During her mother's description of the crash she had remembered everything, including what she and Daniel had been going to do. She had to force herself to remember what had happened, as everything she thought was covered in a dense fog of pain that clouded her mind.

Then she remembered what she had seen just after the crash, before everything went black. Shawna had seen her life flash before her eyes, and she didn't like what she saw. Shawna realized that all her life she had been deceiving her parents. It seemed like that was the only way she had known to get things. The crash, coupled with the powerful image of her mother crying over her (her mother had never cried before) made her realize that her parents really DID love her. They loved her, and she had spent her whole life lying to them.

It was at this point that Shawna's parents came back into the room. They were both very tight-lipped, and came over to stand on either side of Shawna's bed.

"Daniel told us everything," her father said quietly, with barely suppressed anger in his voice. "He told us what you were really going to do tonight, and that we were obviously not good parents because you had LIE to get what you wanted."
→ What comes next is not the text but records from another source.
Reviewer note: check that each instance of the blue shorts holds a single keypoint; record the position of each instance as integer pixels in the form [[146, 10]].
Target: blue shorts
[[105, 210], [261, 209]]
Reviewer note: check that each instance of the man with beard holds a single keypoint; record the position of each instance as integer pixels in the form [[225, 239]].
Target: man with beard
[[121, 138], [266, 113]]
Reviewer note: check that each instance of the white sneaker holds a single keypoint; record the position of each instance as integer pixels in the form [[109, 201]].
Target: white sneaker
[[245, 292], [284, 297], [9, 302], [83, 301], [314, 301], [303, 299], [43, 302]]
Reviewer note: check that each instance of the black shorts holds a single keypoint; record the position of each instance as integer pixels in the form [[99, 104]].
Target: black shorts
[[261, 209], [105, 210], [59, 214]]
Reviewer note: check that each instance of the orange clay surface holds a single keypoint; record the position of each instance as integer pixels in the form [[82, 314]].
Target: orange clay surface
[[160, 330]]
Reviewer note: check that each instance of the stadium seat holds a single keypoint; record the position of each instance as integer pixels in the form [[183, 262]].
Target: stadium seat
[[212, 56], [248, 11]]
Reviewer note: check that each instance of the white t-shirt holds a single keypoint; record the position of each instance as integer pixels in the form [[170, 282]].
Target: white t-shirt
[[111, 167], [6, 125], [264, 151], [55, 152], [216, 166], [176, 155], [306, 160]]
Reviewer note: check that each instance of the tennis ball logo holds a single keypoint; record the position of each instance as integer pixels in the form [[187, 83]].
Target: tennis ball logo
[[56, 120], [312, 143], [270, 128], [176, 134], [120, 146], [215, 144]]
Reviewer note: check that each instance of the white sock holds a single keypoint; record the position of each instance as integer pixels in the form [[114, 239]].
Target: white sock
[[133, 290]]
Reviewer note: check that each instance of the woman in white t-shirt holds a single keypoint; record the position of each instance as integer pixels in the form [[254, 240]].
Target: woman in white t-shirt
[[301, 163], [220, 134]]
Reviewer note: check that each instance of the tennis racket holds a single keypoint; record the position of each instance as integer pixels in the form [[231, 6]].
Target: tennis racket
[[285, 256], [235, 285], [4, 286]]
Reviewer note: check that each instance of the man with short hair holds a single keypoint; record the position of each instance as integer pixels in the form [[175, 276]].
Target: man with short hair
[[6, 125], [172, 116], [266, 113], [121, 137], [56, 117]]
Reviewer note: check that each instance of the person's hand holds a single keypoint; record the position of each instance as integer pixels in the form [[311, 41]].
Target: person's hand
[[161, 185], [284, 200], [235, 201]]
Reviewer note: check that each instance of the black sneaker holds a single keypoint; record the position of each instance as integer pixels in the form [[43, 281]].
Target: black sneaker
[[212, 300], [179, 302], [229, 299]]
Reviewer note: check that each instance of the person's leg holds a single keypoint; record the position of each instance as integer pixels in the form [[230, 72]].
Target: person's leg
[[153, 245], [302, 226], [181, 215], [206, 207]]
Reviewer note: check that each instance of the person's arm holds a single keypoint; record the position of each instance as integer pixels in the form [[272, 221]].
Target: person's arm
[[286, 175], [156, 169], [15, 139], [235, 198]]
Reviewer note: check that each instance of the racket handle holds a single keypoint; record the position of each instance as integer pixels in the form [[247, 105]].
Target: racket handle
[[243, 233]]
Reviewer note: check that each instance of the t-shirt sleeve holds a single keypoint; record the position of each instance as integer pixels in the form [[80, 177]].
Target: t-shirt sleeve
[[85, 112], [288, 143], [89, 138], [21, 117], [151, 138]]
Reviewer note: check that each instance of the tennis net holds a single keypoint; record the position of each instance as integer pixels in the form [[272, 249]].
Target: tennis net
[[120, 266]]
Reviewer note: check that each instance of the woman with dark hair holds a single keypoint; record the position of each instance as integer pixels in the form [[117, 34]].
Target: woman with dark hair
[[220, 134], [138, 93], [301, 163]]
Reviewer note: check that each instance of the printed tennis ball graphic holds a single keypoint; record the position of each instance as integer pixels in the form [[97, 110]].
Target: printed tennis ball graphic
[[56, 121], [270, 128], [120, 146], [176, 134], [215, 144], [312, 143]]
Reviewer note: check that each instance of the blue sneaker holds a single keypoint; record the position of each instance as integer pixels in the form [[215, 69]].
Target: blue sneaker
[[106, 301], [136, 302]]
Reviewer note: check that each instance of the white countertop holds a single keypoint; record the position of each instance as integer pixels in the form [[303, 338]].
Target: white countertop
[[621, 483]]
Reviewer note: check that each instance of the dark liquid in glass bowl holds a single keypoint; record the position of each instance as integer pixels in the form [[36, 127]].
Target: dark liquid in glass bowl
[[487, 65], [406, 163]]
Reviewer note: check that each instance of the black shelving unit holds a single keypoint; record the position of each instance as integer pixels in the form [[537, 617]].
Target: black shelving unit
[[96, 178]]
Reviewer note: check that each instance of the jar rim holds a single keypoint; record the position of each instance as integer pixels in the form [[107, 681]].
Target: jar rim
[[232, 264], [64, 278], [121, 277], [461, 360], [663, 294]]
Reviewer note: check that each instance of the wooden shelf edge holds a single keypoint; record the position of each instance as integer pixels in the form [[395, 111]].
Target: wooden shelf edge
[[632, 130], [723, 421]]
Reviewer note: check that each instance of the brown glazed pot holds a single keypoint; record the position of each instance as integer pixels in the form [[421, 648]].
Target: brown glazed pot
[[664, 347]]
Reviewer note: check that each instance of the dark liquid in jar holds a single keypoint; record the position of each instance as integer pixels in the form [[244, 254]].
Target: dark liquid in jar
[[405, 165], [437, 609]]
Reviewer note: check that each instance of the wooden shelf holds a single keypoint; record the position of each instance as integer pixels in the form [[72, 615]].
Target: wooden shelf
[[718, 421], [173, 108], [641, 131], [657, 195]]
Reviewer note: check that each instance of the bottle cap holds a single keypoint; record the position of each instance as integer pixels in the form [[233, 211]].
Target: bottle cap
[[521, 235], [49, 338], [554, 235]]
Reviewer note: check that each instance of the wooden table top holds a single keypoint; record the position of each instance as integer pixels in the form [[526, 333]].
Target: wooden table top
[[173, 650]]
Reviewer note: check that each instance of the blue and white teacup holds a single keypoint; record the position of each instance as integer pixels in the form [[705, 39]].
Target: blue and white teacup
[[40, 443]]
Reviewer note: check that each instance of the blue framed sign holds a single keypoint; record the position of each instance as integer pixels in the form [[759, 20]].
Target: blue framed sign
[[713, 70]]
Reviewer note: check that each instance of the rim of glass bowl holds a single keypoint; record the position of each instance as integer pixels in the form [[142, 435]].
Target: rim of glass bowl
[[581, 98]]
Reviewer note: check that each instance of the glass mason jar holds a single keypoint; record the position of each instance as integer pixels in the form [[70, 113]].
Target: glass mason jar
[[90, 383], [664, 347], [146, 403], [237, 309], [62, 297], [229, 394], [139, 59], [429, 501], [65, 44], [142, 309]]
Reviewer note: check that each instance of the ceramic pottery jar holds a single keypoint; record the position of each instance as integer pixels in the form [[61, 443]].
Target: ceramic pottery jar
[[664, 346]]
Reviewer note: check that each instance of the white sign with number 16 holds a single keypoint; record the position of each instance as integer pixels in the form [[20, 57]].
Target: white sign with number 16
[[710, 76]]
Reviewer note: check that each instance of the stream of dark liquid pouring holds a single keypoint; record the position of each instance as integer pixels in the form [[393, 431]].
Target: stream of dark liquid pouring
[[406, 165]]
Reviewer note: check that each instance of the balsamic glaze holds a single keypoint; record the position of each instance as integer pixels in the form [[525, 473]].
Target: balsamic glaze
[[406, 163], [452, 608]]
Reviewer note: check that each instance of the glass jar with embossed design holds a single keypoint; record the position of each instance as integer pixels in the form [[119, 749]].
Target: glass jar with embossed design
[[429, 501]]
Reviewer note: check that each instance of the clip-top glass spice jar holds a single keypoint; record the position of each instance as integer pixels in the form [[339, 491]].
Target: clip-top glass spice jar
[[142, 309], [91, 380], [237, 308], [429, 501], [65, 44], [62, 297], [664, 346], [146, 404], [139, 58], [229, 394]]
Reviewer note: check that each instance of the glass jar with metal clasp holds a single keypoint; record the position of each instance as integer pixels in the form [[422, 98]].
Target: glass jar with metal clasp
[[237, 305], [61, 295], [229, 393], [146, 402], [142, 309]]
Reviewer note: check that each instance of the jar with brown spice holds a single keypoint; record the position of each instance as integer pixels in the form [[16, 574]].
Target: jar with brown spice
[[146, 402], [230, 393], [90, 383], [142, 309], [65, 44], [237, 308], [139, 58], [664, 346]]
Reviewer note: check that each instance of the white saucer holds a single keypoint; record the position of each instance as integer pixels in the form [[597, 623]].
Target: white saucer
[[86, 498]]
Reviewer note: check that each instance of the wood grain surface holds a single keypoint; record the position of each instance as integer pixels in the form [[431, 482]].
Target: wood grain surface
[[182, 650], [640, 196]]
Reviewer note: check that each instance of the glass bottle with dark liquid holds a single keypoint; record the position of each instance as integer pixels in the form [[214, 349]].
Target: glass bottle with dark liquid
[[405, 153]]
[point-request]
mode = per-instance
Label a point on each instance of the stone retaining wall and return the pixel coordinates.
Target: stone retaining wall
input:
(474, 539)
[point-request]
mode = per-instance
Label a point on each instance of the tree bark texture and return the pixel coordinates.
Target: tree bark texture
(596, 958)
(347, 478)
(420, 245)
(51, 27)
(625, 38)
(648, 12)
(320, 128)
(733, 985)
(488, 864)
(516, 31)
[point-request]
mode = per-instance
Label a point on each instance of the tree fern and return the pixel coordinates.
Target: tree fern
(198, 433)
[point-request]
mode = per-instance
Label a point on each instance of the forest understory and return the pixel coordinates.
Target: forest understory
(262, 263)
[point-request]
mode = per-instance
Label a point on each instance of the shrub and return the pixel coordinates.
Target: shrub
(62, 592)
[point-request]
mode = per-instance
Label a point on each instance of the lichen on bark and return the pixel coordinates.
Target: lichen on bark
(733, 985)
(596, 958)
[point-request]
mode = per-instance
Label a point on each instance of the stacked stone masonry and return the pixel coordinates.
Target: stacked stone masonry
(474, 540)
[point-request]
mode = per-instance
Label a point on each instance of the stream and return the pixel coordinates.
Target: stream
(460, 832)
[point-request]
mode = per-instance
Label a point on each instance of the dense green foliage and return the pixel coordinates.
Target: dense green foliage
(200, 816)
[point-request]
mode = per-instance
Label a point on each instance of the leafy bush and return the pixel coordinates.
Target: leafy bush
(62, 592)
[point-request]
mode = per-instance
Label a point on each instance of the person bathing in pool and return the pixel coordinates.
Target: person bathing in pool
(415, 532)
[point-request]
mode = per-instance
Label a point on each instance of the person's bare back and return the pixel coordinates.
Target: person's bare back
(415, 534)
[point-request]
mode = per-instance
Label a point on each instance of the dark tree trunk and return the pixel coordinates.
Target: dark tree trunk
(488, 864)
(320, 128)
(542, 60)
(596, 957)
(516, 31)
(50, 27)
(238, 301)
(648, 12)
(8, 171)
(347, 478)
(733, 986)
"How could you do this to us?" sobbed her mother, crying again, but her tears were not of joy this time. "We loved you, and trusted you, and this is how you repay us?"

Through the thick fog and blinding headache that made it hard to concentrate, Shawna perceived that her parents knew, and were mad at her deceptions. She finally felt the flow of guilt that she had been suppressing for so long.

She realized that her parents had protected her, and loved her, while she had lied and hated them. They had never done anything that she could be mad at, only kept her from things that would hurt her. She didn't deserve parents as nice as these. Shawna finally knew what she had done to her parents, and she knew what she had to say. Now if only she could stay awake long enough. Her head hurt so much, and all she wanted to do was rest...

Suddenly one of the monitors on the side of her bed started shrieking a warning, and a nurse came quickly into the room. Still deeply hurt by their daughter's dishonesty and betrayal, Shawna's parents did something they would later regret; they turned away.

Wrapped in their own personal struggles, Shawna's parents did not hear their daughter's last words.

" I'm sorry," whispered Shawna, and then died.